'Gaza energy crisis remains despite Egypt deal'

Egypt has not determined route to provide fuel to Gaza, Ma'an reports; Gaza sole power plant shuts down 2nd time this month.

Gaza smuggling tunnel 311 (R) (photo credit: REUTERS)
Gaza smuggling tunnel 311 (R)
(photo credit: REUTERS)
The energy authorities in the Gaza Strip announced Tuesday that they shut down the coastal territory's sole power plant for the second time in two weeks due to a fuel shortage, despite a deal signed between Egypt and Hamas to end the Gaza energy crisis.
Part of the agreement inked by Egyptian and Gazan officials stipulated that Egypt would increase the amount of energy provided to the strip from 17 megawatts to 22 megawatts, and that it would provide emergency diesel to Gaza's sole power plant. Egypt was to determine a route for delivering fuel.
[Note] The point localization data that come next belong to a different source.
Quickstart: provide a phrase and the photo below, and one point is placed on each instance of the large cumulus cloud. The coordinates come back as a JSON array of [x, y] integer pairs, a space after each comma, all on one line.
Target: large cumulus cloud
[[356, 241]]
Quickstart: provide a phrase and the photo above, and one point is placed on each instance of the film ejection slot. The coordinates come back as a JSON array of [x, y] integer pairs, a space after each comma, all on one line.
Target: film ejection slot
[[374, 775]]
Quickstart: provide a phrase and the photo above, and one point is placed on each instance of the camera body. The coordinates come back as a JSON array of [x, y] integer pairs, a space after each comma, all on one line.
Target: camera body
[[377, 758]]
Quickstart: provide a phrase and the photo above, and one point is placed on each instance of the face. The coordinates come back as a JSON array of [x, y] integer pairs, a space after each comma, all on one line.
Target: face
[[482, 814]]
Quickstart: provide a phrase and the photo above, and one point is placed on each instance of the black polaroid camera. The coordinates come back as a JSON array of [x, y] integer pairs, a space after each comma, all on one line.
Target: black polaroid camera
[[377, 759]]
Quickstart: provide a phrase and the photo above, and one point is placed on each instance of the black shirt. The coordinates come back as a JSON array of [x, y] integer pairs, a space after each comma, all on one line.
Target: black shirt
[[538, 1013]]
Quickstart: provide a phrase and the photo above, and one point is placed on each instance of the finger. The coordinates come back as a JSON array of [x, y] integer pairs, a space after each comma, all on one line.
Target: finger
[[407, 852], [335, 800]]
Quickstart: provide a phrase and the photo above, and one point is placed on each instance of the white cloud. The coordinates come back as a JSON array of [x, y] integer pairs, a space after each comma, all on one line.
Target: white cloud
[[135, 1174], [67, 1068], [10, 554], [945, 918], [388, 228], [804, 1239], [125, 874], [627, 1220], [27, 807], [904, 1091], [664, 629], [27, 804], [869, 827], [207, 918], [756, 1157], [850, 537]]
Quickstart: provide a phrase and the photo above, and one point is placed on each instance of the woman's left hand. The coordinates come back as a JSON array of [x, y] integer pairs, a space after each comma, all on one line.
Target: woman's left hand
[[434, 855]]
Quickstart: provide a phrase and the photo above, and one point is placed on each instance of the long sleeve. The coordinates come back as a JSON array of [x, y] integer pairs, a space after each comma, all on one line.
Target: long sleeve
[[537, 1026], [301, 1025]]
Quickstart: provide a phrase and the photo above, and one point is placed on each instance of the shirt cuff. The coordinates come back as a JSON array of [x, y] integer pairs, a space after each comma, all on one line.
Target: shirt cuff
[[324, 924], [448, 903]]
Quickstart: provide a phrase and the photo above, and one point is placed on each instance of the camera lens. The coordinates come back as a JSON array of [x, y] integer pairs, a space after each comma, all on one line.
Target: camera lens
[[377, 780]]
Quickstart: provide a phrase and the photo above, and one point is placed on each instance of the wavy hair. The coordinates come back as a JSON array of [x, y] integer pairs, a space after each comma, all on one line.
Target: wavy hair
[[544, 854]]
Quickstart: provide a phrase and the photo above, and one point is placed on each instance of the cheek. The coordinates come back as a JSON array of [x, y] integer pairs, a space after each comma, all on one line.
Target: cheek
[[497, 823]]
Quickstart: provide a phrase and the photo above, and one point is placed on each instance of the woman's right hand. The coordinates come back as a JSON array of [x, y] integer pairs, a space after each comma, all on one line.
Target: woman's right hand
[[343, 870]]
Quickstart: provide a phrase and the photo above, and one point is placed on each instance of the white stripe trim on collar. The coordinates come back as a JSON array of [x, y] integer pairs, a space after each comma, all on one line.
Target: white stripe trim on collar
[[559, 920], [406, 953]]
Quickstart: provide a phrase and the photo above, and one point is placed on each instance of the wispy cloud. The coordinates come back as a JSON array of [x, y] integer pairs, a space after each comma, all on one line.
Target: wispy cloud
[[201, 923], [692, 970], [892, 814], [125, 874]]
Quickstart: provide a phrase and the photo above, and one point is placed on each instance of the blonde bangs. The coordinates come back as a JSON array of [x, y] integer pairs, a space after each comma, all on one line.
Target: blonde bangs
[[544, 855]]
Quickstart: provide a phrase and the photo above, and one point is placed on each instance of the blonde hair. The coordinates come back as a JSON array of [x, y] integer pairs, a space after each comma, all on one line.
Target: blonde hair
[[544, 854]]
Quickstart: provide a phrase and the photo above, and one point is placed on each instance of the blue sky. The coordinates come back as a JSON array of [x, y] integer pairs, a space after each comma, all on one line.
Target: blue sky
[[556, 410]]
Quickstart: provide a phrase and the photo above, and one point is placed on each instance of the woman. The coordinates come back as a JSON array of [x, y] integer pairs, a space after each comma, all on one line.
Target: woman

At the same time that Gaza announced it had to shut down its power plant on Tuesday, Ma'an reported that Egypt had stopped four trucks from delivering fuel to Gaza via an underground network of tunnels near the border city of Rafah, a means of import which provides the Hamas government with tax revenue.
While Hamas signed the deal with Egypt to bring Gaza out of the current crisis, Cairo still has not determined the best route to deliver the requisite fuel, according to the report.
Gaza's refusal to allow Egyptian fuel to arrive via the Kerem Shalom crossing with Israel has also exacerbated the electricity crisis in the Strip.
And while Egypt agreed to provide Gaza with emergency fuel as part of the three-phase deal for solving the Strip's energy crisis, Hamas warned that the first phase would only provide temporary relief.